There have been many times where I have been so overwhelmed that I couldn't see clearly. And in the midst of those moments I have felt Holy Spirit surround me with His peace. Literally, I have felt His presence like never before. And it's such an amazing time, such a privilege to experience such peace.
And the peace of God, which transcends all understanding, will guard your hearts and your minds in Christ Jesus.- Philippians 4:7
Whatever you have learned or received or heard from me, or seen in me--put it into practice. And the God of peace will be with you. - Philippians 4:9
You will keep in perfect peace him whose mind is steadfast, because he trusts in you. - Isaiah 26:3
Peace I leave with you; my peace I give you. I do not give to you as the world gives. Do not let your hearts be troubled and do not be afraid. - John 14:27
Let the peace of Christ rule in your hearts, since as members of one body you were called to peace. And be thankful. - Colossians 3:15
Not only have I learned about peace, I have learned what a blessing it is to have people come alongside and fight with you in fierce battles. In the past I have been heard to say that I just want to sit down and give up. But because of this attack there has been a fire kindled inside of me: I. WILL. NOT. GIVE. UP. Not in my own strength do I carry on, but that of the Holy Spirit inside of me and the love of others surrounding us. I am beyond grateful to 5 specific women in my life who have let me cry on their shoulders, comforted me when there were no words, and never given up on me. I am so grateful for their help and being there to love and support me. I also appreciate the love, prayers and support of the rest of my church family and others who are surrounding us. It means so much to us. Thank you for all you have done and will do. And please, do not stop praying. We are just beginning this fight, but we are determined to finish it well. With our heads lifted high and the glory going to God. He's the one who deserves it, anyway.

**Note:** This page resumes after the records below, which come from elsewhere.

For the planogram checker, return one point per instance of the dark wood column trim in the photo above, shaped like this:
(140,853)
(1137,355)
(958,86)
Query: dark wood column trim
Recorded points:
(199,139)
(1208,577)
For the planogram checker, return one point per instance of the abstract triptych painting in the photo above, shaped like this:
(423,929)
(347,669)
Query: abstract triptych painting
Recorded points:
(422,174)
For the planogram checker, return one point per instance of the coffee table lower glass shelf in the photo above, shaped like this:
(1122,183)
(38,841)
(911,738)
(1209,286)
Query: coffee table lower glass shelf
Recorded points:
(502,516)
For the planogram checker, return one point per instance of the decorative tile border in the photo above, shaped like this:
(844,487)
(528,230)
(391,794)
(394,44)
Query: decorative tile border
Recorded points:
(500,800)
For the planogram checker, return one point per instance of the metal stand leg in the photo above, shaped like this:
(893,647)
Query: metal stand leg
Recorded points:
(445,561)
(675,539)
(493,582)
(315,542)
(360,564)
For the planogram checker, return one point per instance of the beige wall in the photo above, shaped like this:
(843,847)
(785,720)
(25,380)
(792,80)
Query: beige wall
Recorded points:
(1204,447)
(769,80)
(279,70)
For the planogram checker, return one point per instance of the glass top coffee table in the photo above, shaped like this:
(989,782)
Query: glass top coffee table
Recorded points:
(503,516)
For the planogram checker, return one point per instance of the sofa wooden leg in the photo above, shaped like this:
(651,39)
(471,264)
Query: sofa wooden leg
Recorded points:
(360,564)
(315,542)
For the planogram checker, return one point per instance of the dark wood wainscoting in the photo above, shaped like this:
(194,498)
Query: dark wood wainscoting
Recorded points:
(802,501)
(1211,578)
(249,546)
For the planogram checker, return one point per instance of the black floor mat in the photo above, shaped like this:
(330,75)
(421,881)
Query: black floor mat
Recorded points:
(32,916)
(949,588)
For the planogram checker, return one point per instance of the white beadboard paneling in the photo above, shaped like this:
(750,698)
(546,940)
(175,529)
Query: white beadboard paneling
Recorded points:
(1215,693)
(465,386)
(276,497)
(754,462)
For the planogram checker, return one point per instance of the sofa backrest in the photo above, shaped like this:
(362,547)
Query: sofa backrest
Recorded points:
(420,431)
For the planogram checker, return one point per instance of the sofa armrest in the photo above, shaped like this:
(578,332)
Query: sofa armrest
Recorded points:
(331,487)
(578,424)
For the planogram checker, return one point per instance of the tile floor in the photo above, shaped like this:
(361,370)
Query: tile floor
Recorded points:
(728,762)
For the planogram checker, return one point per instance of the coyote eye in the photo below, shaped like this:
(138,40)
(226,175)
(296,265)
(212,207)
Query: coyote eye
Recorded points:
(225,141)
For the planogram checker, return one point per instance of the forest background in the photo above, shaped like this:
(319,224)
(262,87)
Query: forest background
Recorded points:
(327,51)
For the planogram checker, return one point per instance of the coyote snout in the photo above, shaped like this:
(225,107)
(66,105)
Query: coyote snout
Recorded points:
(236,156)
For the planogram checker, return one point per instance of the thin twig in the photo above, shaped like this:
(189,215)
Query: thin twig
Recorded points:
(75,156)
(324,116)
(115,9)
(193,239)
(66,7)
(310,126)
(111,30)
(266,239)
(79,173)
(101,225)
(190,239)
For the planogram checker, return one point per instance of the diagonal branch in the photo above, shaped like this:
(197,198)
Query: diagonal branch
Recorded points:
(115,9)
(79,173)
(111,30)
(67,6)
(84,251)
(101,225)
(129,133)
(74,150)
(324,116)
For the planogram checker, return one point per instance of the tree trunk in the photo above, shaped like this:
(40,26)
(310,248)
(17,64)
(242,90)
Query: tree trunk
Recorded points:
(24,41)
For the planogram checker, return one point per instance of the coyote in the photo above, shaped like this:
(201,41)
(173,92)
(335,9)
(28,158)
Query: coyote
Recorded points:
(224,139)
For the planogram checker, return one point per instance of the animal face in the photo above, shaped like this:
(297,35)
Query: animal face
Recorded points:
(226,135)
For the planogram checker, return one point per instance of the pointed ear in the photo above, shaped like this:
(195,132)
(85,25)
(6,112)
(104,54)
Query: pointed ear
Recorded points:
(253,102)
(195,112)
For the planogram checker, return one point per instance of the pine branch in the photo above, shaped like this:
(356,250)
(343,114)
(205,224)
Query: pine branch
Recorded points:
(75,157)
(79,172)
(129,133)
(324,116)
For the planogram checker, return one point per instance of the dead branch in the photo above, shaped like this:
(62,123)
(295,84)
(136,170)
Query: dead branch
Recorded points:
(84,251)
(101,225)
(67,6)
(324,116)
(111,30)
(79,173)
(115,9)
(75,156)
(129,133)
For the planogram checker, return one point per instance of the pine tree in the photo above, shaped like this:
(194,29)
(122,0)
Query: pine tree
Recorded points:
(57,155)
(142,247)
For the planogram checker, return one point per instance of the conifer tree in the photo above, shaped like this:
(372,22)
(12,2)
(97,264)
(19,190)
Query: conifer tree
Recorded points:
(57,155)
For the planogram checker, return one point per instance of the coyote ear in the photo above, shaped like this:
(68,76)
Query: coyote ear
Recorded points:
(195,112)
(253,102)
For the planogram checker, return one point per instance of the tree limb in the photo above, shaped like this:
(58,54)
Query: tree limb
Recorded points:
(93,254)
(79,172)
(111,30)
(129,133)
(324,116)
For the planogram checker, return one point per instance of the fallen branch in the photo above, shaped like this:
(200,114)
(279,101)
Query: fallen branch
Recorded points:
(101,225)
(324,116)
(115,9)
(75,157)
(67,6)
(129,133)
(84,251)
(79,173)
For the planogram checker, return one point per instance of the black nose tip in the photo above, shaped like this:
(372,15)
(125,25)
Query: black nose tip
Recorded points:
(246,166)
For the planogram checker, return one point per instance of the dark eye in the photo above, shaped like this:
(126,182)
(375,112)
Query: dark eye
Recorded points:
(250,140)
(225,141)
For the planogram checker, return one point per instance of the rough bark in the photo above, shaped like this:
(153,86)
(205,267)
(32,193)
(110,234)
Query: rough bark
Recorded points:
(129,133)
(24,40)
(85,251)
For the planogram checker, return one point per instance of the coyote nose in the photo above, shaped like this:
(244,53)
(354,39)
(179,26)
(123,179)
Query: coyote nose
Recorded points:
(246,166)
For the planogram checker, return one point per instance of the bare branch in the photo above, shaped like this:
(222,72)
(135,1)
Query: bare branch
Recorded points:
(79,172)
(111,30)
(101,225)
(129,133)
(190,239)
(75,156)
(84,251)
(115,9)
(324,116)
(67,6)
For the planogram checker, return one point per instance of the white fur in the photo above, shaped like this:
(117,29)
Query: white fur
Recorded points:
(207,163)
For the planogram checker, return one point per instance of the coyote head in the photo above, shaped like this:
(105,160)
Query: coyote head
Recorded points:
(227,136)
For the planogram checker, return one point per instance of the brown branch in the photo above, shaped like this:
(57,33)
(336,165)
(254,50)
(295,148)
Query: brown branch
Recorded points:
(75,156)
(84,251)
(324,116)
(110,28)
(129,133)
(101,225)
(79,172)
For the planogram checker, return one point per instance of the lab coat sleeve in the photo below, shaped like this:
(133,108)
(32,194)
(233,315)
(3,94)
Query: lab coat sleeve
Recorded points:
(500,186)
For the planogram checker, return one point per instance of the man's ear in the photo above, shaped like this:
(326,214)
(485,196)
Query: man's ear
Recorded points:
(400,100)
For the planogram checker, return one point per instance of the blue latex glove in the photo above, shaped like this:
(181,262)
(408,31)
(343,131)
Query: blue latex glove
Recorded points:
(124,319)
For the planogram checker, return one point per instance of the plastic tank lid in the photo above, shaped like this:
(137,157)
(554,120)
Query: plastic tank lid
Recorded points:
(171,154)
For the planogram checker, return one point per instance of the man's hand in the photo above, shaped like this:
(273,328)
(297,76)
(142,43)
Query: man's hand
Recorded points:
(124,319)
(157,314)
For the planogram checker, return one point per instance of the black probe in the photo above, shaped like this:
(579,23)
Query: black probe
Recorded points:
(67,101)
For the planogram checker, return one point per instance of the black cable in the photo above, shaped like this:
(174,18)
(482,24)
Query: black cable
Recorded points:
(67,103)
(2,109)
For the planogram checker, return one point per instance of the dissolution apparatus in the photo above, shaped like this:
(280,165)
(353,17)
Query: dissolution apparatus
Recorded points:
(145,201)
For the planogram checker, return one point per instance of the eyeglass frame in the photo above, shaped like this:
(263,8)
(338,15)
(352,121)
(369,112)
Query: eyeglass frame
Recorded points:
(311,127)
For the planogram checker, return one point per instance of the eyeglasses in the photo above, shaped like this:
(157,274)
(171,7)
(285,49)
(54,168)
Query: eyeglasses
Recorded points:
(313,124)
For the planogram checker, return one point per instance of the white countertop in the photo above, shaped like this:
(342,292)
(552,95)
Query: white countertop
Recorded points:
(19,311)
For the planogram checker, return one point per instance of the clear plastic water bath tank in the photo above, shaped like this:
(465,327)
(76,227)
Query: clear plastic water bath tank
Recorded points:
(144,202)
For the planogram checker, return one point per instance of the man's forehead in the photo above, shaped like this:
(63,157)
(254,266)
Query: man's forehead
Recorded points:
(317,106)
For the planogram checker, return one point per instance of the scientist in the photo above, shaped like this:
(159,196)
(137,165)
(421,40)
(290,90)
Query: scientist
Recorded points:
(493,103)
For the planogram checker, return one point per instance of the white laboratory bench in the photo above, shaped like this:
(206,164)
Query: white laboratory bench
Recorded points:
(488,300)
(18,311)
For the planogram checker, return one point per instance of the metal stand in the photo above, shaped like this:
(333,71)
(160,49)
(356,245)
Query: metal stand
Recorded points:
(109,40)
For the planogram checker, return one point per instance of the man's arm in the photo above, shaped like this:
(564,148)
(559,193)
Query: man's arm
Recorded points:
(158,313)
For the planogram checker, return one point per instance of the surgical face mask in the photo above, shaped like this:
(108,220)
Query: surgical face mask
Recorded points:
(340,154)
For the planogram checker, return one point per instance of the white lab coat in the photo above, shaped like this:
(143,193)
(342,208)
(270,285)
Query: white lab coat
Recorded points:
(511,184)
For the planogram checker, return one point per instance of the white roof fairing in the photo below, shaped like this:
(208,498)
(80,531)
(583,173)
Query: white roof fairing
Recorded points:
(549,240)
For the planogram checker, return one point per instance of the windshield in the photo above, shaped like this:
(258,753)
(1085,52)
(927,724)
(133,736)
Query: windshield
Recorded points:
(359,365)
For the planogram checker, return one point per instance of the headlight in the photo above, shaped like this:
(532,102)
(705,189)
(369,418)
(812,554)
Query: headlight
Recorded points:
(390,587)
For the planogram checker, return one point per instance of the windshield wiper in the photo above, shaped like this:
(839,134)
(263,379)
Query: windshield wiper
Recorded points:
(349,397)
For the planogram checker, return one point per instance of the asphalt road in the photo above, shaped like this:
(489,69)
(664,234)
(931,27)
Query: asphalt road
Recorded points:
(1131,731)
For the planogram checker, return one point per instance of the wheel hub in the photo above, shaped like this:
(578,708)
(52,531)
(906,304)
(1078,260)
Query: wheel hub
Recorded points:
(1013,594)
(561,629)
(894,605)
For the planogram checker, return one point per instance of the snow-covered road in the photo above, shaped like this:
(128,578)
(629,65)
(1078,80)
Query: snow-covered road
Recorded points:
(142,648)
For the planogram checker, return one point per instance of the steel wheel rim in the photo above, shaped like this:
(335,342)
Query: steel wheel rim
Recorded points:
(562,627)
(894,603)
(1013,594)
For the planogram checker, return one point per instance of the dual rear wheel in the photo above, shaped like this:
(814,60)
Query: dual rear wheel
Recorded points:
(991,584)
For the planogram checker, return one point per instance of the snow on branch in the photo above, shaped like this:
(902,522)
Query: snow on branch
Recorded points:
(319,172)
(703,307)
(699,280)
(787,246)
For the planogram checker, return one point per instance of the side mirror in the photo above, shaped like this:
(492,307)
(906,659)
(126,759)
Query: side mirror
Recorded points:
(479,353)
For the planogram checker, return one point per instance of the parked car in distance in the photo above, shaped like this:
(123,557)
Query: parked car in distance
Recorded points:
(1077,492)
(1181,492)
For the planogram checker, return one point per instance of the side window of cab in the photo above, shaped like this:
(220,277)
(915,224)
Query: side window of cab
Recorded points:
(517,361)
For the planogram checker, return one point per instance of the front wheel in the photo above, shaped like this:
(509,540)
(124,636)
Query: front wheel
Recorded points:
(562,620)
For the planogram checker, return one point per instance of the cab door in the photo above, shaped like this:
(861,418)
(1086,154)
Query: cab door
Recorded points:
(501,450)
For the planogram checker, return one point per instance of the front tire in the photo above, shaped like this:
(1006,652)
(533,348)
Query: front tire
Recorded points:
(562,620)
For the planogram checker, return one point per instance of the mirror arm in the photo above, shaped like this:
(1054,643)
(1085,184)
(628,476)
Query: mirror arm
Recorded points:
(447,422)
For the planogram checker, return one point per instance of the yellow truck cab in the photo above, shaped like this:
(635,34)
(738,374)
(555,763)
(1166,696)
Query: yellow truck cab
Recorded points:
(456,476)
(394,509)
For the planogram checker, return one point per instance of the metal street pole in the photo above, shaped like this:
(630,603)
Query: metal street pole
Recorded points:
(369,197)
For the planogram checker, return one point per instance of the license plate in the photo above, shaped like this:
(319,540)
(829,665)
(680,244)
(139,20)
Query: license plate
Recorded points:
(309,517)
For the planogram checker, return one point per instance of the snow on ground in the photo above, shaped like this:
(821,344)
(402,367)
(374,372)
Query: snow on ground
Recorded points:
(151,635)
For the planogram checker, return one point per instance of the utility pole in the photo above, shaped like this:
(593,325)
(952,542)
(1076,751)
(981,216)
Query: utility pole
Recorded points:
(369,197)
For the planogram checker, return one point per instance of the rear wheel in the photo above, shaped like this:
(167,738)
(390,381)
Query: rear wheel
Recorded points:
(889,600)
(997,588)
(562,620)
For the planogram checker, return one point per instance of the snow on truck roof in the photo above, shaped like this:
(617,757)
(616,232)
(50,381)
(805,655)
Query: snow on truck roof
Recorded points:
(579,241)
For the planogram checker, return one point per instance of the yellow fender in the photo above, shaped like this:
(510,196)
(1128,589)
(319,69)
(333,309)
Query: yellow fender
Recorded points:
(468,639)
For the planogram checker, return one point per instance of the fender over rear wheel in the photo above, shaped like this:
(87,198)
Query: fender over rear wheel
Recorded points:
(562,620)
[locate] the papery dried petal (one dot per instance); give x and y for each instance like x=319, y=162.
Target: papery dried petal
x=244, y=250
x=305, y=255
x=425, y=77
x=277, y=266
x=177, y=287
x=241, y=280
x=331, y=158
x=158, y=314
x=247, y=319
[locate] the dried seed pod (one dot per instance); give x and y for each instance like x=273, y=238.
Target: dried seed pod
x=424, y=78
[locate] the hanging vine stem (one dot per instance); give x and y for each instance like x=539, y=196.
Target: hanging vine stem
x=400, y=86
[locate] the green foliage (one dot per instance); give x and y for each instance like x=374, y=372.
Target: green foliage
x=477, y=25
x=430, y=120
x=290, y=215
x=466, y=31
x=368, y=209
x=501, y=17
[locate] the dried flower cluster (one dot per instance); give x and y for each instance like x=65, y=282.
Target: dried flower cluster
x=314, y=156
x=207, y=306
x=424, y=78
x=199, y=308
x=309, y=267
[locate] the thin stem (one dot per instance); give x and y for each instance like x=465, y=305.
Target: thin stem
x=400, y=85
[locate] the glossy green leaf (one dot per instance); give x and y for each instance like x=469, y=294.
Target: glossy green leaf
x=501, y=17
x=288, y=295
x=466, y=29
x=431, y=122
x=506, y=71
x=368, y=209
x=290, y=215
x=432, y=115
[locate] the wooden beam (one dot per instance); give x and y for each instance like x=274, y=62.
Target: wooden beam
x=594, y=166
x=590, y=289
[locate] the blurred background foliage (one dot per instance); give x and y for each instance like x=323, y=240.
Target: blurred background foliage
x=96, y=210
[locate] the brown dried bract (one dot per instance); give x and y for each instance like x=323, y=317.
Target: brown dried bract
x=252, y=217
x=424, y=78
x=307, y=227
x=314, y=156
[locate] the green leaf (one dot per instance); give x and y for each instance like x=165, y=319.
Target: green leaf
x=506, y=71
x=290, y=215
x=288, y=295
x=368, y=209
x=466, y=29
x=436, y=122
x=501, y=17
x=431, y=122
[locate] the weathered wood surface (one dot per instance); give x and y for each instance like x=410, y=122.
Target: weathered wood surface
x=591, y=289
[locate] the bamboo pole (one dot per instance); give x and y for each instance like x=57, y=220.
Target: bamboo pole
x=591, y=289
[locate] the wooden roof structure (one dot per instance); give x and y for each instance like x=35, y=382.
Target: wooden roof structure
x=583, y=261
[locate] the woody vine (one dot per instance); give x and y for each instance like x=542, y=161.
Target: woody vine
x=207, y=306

Praying for you Erin. We don't always understand the 'why' behind a situation but we know WHO walks with us. Your faith is encouraging.
ReplyDeleteGod has some really big plans for you guys in the days ahead. Satan is trying to steal your destiny and steal your joy. You need that joy to be your strength and I am glad to see you guys fighting to keep it. You know, you ARE God's MASTERPIECE (Eph 2:10) and God created you both for the good works He called you to long ago! A masterpiece is defined as "a person's (in this case - God's)greatest piece of work." Your best days are ahead. Stand firm on the Word of God and these storms will just blow by. Remember the man that built his house on the rock? You did the same thing and you have the same promise that he had that his house was not destroyed. You and Elizabeth will not be destroyed. Satan has no authority over you. God is watching over His Word to see that it IS performed (Jer 1:12). So take heart. We love you guys and are standing here and you better believe we are doing our share to hold your arms up in praise and victory! KM \o/
ReplyDeleteDangit there go those tears again ... haha. Thank you so much Jessica, it means a lot that you're praying.
ReplyDeleteAnd Keith, I cannot tell you how much you, Holly and your boys mean to us. Our faith has been encouraged watching you guys. And we most definitely feel y'all alongside us in the same battle! We ARE victorious and over comers by the blood of the Lamb and the word of our testimony!